时间:2017-08-15 08:10:47

标签: python qt pyqt pyqt5 qt-designer

我使用Qt设计器创建了两个不同的窗口,input_window.ui和help_window.ui。这是用于显示输入窗口的python脚本。在输入窗口中,有一个菜单栏(“关于>>帮助”)。单击“帮助”时如何弹出help_window?

  

这是 init .py

import sys
from input_window import Ui_MainWindow
from PyQt5.QtWidgets import QMainWindow, QApplication
from help_window import Ui_Help



class MainWindow(QMainWindow, Ui_MainWindow):
    def __init__(self, parent=None):
        super(MainWindow, self).__init__(parent)
        self.setupUi(self)
        self.Pophelp.triggered.connect(self.Ui_Help)

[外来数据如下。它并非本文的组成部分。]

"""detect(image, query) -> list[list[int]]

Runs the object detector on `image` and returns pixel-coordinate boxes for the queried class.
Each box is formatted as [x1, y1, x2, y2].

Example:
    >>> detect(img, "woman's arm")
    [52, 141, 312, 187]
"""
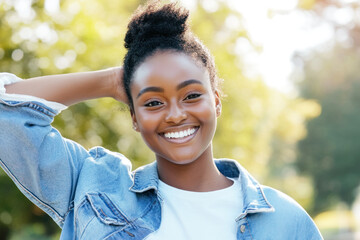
[5, 67, 127, 106]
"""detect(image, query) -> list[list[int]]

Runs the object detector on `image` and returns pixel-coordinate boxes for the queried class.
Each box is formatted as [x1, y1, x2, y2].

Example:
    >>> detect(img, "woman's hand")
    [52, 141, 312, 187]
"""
[111, 67, 129, 104]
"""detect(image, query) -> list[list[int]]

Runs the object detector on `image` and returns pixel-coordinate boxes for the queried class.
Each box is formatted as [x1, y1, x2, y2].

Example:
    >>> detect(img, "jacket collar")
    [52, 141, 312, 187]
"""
[129, 159, 275, 220]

    def help_window(self):
        self.window=Ui_Help()
        self.window.show()

if __name__ == "__main__":
    app = QApplication(sys.argv)
    window = MainWindow()
    window.show()
    sys.exit(app.exec_())

以下是Ui_Help的代码

from PyQt5 import QtCore, QtGui, QtWidgets

class Ui_Help(object):
    def setupUi(self, Help):
        Help.setObjectName("Help")
        Help.resize(251, 99)
        icon = QtGui.QIcon()
        icon.addPixmap(QtGui.QPixmap("logo.png"), QtGui.QIcon.Normal, QtGui.QIcon.Off)
        Help.setWindowIcon(icon)
        self.gridLayoutWidget = QtWidgets.QWidget(Help)
        self.gridLayoutWidget.setGeometry(QtCore.QRect(9, 9, 231, 81))
        self.gridLayoutWidget.setObjectName("gridLayoutWidget")
        self.gridLayout = QtWidgets.QGridLayout(self.gridLayoutWidget)
        self.gridLayout.setContentsMargins(0, 0, 0, 0)
        self.gridLayout.setObjectName("gridLayout")
        self.plainTextEdit = QtWidgets.QPlainTextEdit(self.gridLayoutWidget)
        font = QtGui.QFont()
        font.setFamily("Times New Roman")
        font.setPointSize(10)
        font.setBold(True)
        font.setWeight(75)
        self.plainTextEdit.setFont(font)
        self.plainTextEdit.setFrameShape(QtWidgets.QFrame.WinPanel)
        self.plainTextEdit.setFrameShadow(QtWidgets.QFrame.Sunken)
        self.plainTextEdit.setLineWidth(1)
        self.plainTextEdit.setSizeAdjustPolicy(QtWidgets.QAbstractScrollArea.AdjustIgnored)
        self.plainTextEdit.setReadOnly(True)
        self.plainTextEdit.setObjectName("plainTextEdit")
        self.gridLayout.addWidget(self.plainTextEdit, 0, 0, 1, 1)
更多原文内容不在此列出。